At night: Klorane’s Floral Gel or Talika’s Lash Conditioning Cleanser to take off my eye makeup, followed by Liz Earle’s Cleanse & Polish. Sometimes a mask. Sometimes a toner. Sometimes some retinol. Usually an oil (Nude/Susan Ciminelli/Tammy Fender).

I brush my teeth with a (pink) Sonicare.

If you were stuck on a desert island forever and allowed one product, what would that product be?

On a desert island: Sunscreen. And every other week a new delivery would be airdropped, probably by drone.

Advice to women getting up, looking in the mirror and applying makeup…

Avoid a magnifying mirror at all costs. What’s the point of focusing on every pore, errant hair, splotch, and other perceived “problem”? Instead, focus on the features you love most about yourself, play them up, and smile at yourself when you’re finished. Also: Invest in decent lighting. I put my makeup on beneath a skylight in my bedroom each morning (I’m lucky), but under the fluorescent overhead light in my bathroom I look like The Walking Dead. So after my shower, I avoid!

Best and worst things to eat and drink for good skin…

Best: Water, avocado, coconut, olive oil.

Worst: Sugar. Which is too bad, because I love it.

How should we transition our routines from winter to spring when it’s much warmer out? 
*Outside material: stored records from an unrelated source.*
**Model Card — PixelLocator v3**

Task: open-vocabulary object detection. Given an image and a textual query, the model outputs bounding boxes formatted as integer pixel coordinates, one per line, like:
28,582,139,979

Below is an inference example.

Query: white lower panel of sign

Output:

Depending on your skin, a lighter-weight moisturizing regimen makes sense—serums and lotions instead of intensive creams (or just less layering of products). I switch to foundation with less coverage, more breathability, and a good SPF level—YSL BB Cream, By Terry Sheer Expert, bareMinerals Complexion Rescue. In the winter, I use only milky/creamy/oil-based non-foaming cleansers for face and for body (Avene, VMV, and Aveda have great options—they make a huge difference in terms of skin-scaliness); when it gets sticky out, I switch back to gels. When I start going outdoors without a coat and gloves, I make sure I am wearing sunscreen on my hands, neck, chest, arms…

Ingredients in food you can apply to your skin and for what purpose…

Sugar and salt, in various scrubs. Papaya enzymes are terrific exfoliators—but that seems like a lot of work, and a lot of mess (I’ll leave it to Kate Somerville, whose papaya-heavy Exfolikate I cannot live without—it’s like getting a peel in the shower.) People have said Champagne is great as a rinse for the hair, but that just seems so eighties. Olive and coconut oils for face, hair, body (and teeth whitening, some say of coconut).

What would you do for your skin 72 hours before being on live TV? 

I would get a mild chemical peel and probably sit for a 45-second round of Gentle Waves, skip alcohol and anything sugary, fried, overly salty or caffeinated, fill up the humidifier and go to sleep early. I would also make sure I had an excellent makeup artist booked (paging Irina Krupnik).

In the same vein as ‘what is the new black’ in fashion, what’s the new potato right now in beauty?

Coconut is the new argan. Lashes are the new mascara. Korea is the new Japan.

*Sarah Brown, photographed at Café Clover in New York, NY by Danielle Kosann.